I can’t say for sure that “shadowbanning” accurately describes what happened to the plaintiff, but close enough. He had multiple Facebook accounts. He posted from one account, but the item didn’t appear when he looked for the item through a different account. He claimed that “Facebook was trying to deceive him into thinking he had posted a publicly visible comment, when in fact the comment was not visible.” Unsurprisingly, his pro se lawsuit goes nowhere.
Section 230(b). Section 230(b) contains a series of policy statements from Congress contextualizing Section 230. The court says: “The plain language of the statute shows that these are merely expressions of Congressional policy. These policies are not substantive provisions that provide a basis for liability, nor do they create a private right of action.” It’s interesting to see litigants trying to create substantive rights out of Section 230(b)’s policy statements–I just blogged about another attempted misuse of 230(b).
Section 230(c)(2)(A). Another misguided attempt to weaponize language that doesn’t support a cause of action: “this provision provides an immunity, so even if Facebook acted discriminatorily, at most that would deprive it of the immunity that the statute provides.”
Section 2000a(a) of the Civil Rights Act (42 USC 1981). “Millan alleges in his amended complaint that Facebook discriminated against him by blocking his post because it wanted to stop him from selling his services. Putting aside the question of whether Facebook constitutes a ‘public accommodation,’ the statute does not prohibit businesses from discriminating on this basis.” Another example of a plaintiff weaponizing civil rights laws to advance goals completely unrelated to the goal of protecting minorities.
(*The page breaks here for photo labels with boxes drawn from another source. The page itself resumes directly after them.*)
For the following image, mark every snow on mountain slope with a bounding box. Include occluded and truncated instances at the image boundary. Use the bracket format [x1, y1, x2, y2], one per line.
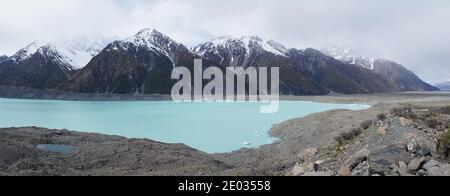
[50, 35, 113, 69]
[113, 29, 190, 66]
[322, 47, 376, 70]
[11, 36, 112, 69]
[11, 41, 45, 63]
[192, 36, 287, 57]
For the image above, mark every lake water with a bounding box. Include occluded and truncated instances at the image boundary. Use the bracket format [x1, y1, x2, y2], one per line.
[0, 99, 368, 153]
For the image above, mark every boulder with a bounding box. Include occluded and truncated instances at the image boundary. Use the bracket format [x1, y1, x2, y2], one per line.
[338, 150, 369, 176]
[408, 157, 426, 172]
[441, 164, 450, 176]
[338, 166, 352, 176]
[291, 162, 316, 176]
[399, 117, 414, 127]
[436, 131, 450, 161]
[368, 145, 413, 175]
[398, 161, 410, 176]
[427, 167, 443, 176]
[303, 171, 332, 176]
[423, 160, 441, 171]
[298, 148, 319, 161]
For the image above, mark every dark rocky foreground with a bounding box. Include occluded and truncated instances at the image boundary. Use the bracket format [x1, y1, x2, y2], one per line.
[0, 96, 450, 176]
[0, 85, 171, 101]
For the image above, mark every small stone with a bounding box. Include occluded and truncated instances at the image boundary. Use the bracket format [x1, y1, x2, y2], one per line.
[368, 145, 413, 176]
[408, 157, 425, 172]
[400, 117, 414, 127]
[291, 162, 315, 176]
[423, 160, 441, 171]
[416, 169, 427, 176]
[389, 164, 400, 176]
[416, 147, 432, 157]
[441, 164, 450, 176]
[291, 164, 305, 176]
[377, 126, 387, 135]
[303, 171, 332, 177]
[427, 166, 443, 176]
[398, 161, 410, 176]
[298, 148, 319, 161]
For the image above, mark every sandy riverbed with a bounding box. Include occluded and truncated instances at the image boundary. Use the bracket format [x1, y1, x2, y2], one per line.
[0, 92, 450, 175]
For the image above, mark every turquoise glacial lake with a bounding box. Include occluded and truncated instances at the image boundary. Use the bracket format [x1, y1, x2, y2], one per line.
[0, 99, 369, 153]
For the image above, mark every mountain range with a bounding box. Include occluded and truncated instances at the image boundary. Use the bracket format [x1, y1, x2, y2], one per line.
[0, 29, 438, 95]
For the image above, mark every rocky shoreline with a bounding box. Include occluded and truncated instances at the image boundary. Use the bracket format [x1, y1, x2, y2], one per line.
[0, 94, 450, 176]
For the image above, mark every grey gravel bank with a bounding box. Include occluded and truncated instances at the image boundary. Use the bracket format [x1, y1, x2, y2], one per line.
[0, 92, 450, 176]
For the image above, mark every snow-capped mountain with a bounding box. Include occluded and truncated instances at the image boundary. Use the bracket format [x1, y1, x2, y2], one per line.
[434, 81, 450, 91]
[113, 29, 188, 66]
[321, 47, 376, 70]
[11, 36, 112, 69]
[191, 36, 287, 67]
[0, 36, 116, 88]
[322, 47, 438, 91]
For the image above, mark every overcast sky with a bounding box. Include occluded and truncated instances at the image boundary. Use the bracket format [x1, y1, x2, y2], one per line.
[0, 0, 450, 82]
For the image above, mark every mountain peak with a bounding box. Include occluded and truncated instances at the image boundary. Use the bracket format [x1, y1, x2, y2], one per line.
[322, 46, 377, 70]
[11, 36, 112, 69]
[12, 41, 46, 62]
[125, 28, 181, 50]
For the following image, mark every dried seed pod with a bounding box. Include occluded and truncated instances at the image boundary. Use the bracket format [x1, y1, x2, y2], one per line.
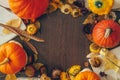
[71, 8, 82, 17]
[60, 4, 72, 14]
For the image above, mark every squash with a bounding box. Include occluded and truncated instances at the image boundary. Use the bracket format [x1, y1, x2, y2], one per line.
[0, 42, 27, 74]
[60, 72, 70, 80]
[88, 0, 114, 15]
[92, 20, 120, 48]
[9, 0, 49, 21]
[74, 69, 100, 80]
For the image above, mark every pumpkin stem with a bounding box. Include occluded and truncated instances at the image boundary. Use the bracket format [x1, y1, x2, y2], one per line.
[0, 58, 9, 65]
[104, 28, 112, 38]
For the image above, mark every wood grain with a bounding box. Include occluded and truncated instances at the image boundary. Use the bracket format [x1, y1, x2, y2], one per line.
[0, 10, 90, 80]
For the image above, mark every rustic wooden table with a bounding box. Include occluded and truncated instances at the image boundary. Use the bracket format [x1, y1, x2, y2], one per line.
[24, 10, 90, 70]
[0, 10, 90, 79]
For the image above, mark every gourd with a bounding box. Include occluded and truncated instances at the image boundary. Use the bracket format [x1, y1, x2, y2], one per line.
[74, 69, 100, 80]
[92, 20, 120, 48]
[0, 42, 27, 74]
[88, 0, 114, 15]
[9, 0, 49, 21]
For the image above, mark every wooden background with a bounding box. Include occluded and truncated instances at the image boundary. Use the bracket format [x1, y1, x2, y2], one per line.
[25, 10, 90, 70]
[0, 10, 90, 79]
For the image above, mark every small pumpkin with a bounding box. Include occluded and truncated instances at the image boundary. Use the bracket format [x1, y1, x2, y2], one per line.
[88, 0, 114, 15]
[92, 20, 120, 48]
[0, 42, 27, 74]
[74, 69, 100, 80]
[60, 72, 70, 80]
[9, 0, 49, 20]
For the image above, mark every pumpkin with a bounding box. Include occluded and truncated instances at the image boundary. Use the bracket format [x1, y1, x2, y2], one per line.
[0, 42, 27, 74]
[92, 20, 120, 48]
[88, 0, 114, 15]
[9, 0, 49, 20]
[74, 69, 100, 80]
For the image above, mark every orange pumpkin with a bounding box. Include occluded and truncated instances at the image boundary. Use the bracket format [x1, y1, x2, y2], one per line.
[9, 0, 49, 20]
[92, 20, 120, 48]
[0, 42, 27, 74]
[74, 69, 100, 80]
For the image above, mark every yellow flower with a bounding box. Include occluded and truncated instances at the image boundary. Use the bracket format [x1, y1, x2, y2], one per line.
[88, 0, 114, 15]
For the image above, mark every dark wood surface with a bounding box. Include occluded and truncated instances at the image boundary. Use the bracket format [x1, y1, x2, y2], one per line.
[24, 10, 90, 70]
[0, 10, 90, 80]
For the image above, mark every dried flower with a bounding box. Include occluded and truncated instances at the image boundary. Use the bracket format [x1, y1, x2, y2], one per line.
[71, 8, 82, 17]
[60, 4, 72, 14]
[104, 12, 117, 20]
[67, 0, 76, 4]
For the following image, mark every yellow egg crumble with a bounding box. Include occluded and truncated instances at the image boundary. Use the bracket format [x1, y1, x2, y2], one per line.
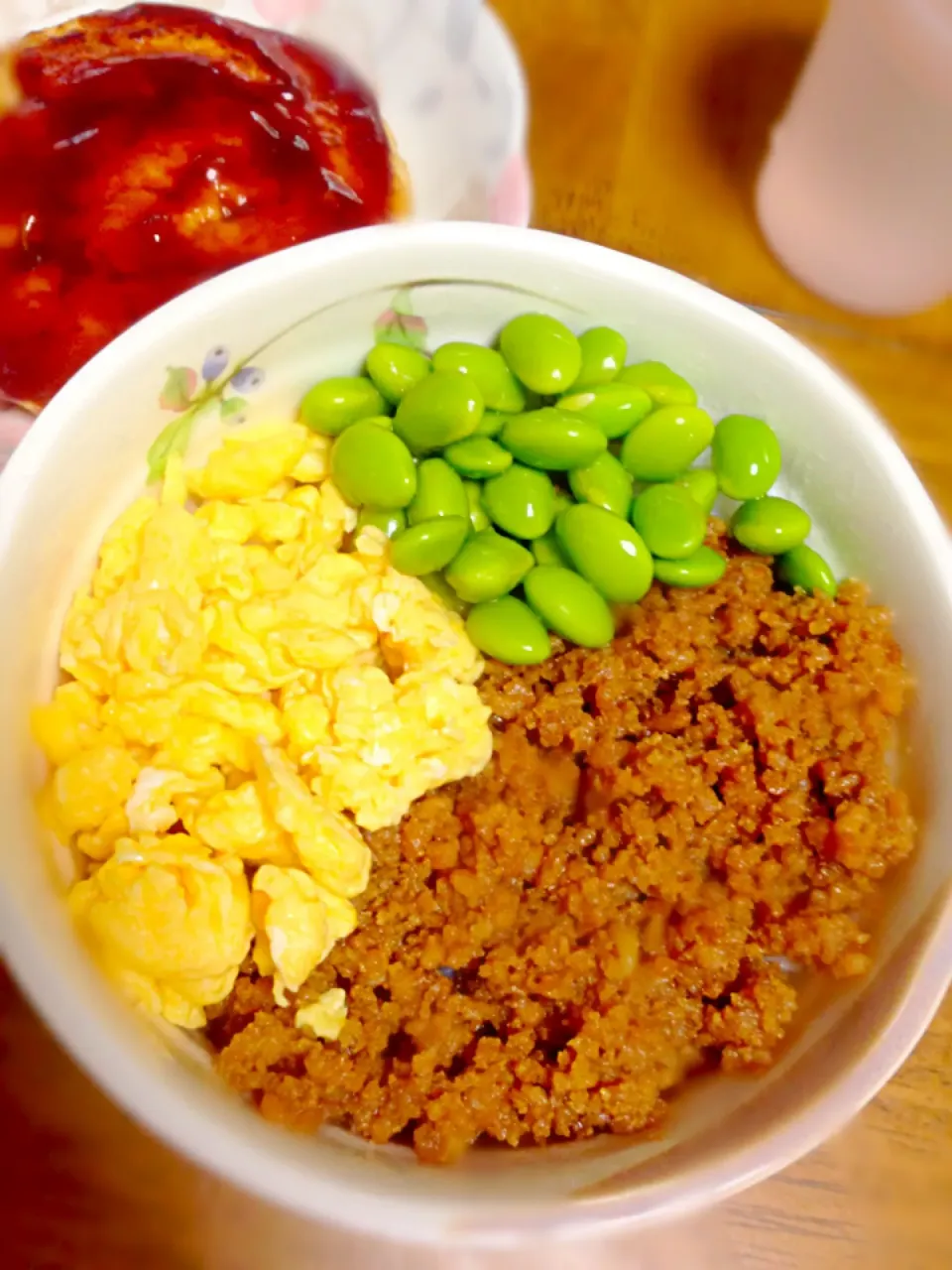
[33, 423, 493, 1039]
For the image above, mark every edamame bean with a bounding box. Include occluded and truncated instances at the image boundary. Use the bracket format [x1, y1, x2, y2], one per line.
[618, 362, 697, 405]
[420, 572, 470, 617]
[407, 458, 470, 525]
[367, 340, 432, 404]
[577, 326, 629, 387]
[654, 548, 727, 586]
[556, 503, 653, 604]
[568, 453, 635, 521]
[552, 485, 575, 516]
[443, 437, 513, 480]
[472, 410, 512, 437]
[631, 485, 707, 560]
[444, 530, 534, 604]
[531, 530, 571, 569]
[558, 384, 654, 441]
[357, 507, 407, 539]
[432, 340, 526, 414]
[394, 371, 482, 454]
[390, 516, 470, 577]
[499, 407, 608, 472]
[300, 375, 384, 437]
[674, 467, 718, 516]
[499, 314, 581, 396]
[776, 543, 838, 599]
[731, 494, 811, 555]
[482, 463, 554, 539]
[711, 414, 780, 503]
[621, 405, 713, 480]
[466, 595, 552, 666]
[463, 480, 489, 534]
[523, 566, 615, 648]
[330, 423, 416, 508]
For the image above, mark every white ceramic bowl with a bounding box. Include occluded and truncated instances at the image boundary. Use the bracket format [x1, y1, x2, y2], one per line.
[0, 0, 532, 471]
[0, 225, 952, 1246]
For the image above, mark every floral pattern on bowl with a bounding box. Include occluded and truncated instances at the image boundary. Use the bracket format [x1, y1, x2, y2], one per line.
[0, 0, 532, 471]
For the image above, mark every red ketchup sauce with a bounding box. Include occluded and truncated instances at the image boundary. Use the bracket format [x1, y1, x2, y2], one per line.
[0, 5, 393, 408]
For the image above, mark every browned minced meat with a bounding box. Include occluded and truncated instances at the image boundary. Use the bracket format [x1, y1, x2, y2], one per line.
[209, 541, 914, 1162]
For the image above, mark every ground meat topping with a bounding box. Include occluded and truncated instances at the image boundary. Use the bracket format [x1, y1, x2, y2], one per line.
[209, 555, 914, 1162]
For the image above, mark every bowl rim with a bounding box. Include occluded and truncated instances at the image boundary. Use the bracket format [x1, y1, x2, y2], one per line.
[0, 222, 952, 1247]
47 USC 202. This law applies to “common carriers,” so of course it doesn’t apply to Facebook. The court says the plaintiff “does not allege that Facebook transmits these signals from their point of origin to their point of reception. Indeed, such allegations would be contrary to the general operation of the Internet, in which some companies create digital content and others own and operate the wires and other infrastructure that transmits the digital content to users.” Hello, layers of the telecom stack! Furthermore, the court says Facebook qualified as an “information service” in the “info/telecom services” divide.
ECPA. The plaintiff “voluntarily provided the comment to Facebook in the expectation that Facebook would display it publicly. Millan does not explain how the statute can be construed to prohibit this.”
18 USC 1343. This is an anti-fraud criminal statute without a private right of action.
It’s easy to laugh at the plaintiff’s futility here, but I’m not laughing at all. This is the kind of lawsuit we can expect to see regularly when Congress creates more bases for plaintiffs to sue over content moderation decisions. The impending tsunami of lawsuits pose an existential threat to the Internet as we know it, both due to their defense costs and the countermoves Internet services will make to reduce those defense costs. Congress should be fighting against that outcome. Instead, Congress will lean into it.